The NCAA says that it considers the best interest of the Athletes and works for them continuously, but the other side is that it is a billion-dollar industry that generated USD 1.06 billion as revenue in 2016-17 and still calls itself a nonprofit organization. The question is how an NPO earn so much money? Three-fourths of this money comes from contracts with TV and live-streaming the annual March Madness men's national basketball tournament. Not just this, the NCAA also fetches tens of millions of dollars from end-of-the-year college football games like Rose Bowl, Orange Bowl, and Sugar Bowl.

The law is going to come into effect from 2023 and will enable the athletes to take up control of their names, images.

Heavy benefits to college athletes

In order to reap good benefits from this act, the colleges must come together for the good future of these athletes. The act anticipates that a school or college would be held liable under the law if it pulls out or reduces the scholarship of the athlete if he or she is getting benefits from his or her identity.

Actually, the act has nothing to do with what kind of relationship the athlete has with his or her school or college. Instead, it focuses on giving the athlete more exposure and empowerment to individually or collectively get some advantages from their names and likings in any commercial products. The athlete will be able to sign contracts with any third party companies to promote clothes or shoes or video games, sporting goods to name a few.

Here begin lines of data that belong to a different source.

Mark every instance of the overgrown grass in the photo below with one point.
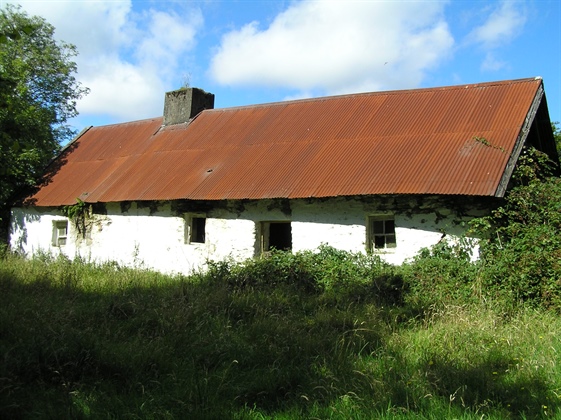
(321, 334)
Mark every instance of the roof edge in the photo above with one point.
(520, 142)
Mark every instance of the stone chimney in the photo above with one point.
(183, 104)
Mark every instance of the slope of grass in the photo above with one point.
(310, 335)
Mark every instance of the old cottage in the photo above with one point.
(384, 172)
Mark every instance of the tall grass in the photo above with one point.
(322, 334)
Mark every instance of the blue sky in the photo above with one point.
(251, 51)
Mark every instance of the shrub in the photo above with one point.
(522, 250)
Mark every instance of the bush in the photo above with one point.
(521, 256)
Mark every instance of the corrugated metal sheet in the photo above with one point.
(400, 142)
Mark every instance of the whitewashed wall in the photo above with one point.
(137, 238)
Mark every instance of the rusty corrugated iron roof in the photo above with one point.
(449, 140)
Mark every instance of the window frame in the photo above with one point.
(192, 229)
(59, 240)
(265, 235)
(374, 235)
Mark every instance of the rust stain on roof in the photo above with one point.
(422, 141)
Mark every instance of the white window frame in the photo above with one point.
(60, 233)
(265, 232)
(191, 228)
(377, 228)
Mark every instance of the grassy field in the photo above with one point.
(324, 335)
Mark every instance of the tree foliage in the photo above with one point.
(38, 94)
(522, 253)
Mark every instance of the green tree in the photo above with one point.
(522, 254)
(38, 94)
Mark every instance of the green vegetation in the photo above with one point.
(311, 335)
(38, 94)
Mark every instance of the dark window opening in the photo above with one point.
(198, 225)
(277, 235)
(382, 233)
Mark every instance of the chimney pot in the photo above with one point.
(183, 104)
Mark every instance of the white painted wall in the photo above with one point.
(139, 239)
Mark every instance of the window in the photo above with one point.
(60, 232)
(277, 235)
(381, 233)
(195, 230)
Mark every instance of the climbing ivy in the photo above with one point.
(81, 214)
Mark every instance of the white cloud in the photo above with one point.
(492, 63)
(502, 25)
(337, 47)
(127, 59)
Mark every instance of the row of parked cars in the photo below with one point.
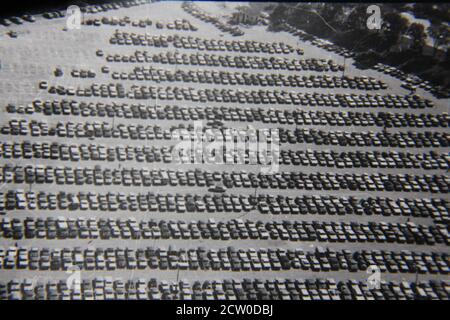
(84, 8)
(45, 174)
(195, 11)
(321, 43)
(255, 79)
(178, 24)
(236, 229)
(295, 116)
(96, 8)
(261, 96)
(143, 153)
(107, 288)
(434, 208)
(201, 44)
(225, 61)
(225, 259)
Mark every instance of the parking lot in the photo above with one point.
(91, 180)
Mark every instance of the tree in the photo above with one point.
(357, 18)
(440, 34)
(394, 26)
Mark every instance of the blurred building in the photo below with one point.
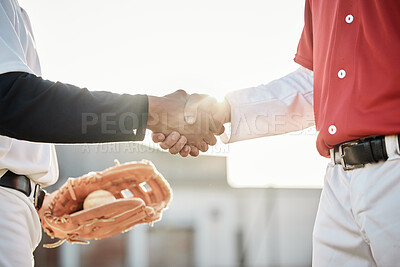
(208, 223)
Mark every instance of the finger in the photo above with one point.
(175, 149)
(185, 151)
(170, 141)
(157, 137)
(219, 131)
(202, 146)
(216, 127)
(190, 111)
(210, 139)
(194, 102)
(194, 151)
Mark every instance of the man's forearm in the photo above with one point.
(282, 106)
(38, 110)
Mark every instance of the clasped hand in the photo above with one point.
(186, 124)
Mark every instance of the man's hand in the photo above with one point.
(220, 112)
(217, 115)
(166, 115)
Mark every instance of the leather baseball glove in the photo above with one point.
(141, 194)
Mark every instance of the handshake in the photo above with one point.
(187, 124)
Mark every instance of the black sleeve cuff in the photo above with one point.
(38, 110)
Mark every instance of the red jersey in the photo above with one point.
(353, 48)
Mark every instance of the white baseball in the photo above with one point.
(97, 198)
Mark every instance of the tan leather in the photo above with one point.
(62, 215)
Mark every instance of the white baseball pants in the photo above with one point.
(20, 230)
(358, 220)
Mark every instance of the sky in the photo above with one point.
(210, 46)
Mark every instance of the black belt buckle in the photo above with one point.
(342, 155)
(38, 197)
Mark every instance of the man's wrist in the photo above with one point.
(155, 104)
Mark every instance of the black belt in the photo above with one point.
(23, 184)
(357, 153)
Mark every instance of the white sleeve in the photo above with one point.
(281, 106)
(14, 37)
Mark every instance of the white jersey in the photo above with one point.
(17, 53)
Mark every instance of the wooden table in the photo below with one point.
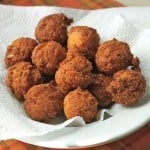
(140, 140)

In a country like US where the sports like NFL, NHL, MBL or NBA hold most of the fan base and conducts many leagues throughout the year, the act will not only benefit those student-athletes who play these games but also to those who play less lucrative professional leagues like swimmers and track athletes. The act will enable these particular student-athletes to monetize their identities and earn some extra bucks.

There are other states like Colorado, Pennsylvania, Florida, Nevada, Kentucky, New York, South Carolina, Minnesota, Illinois who are either in process or have already introduced this bill in their respective houses.

But the debate for this act is going to a whole new level. There is also a concern that if the athletes want to earn money by using their identity then they do have an opportunity but unlike professional sportspersons, student-athletes play college sports and go to college to get an education. This means they are amateurs and they are in process of building characteristics. And if they get involved in commercial processes, then it would surely hamper the education. Even the Pac-12 commissioner Larry Scott expressed grave concern over this act.

Since every coin has two sides, we cannot ignore this one as well, where the player like Draymond Green, a three-time champion with the Golden State Warriors is calling NCAA a "dictatorship", the higher authorities are concerned over the education of these student-athletes. Though there is enough time to argue on this act before it becomes a law, everything should be done keeping in mind the best interest of the student-athletes as in the end there needs to be a balance between sports and education.

(Disclaimer: The opinions expressed are the personal views of the author. The facts and opinions appearing in the article do not reflect the views of Devdiscourse and Devdiscourse does not claim any responsibility for the same.)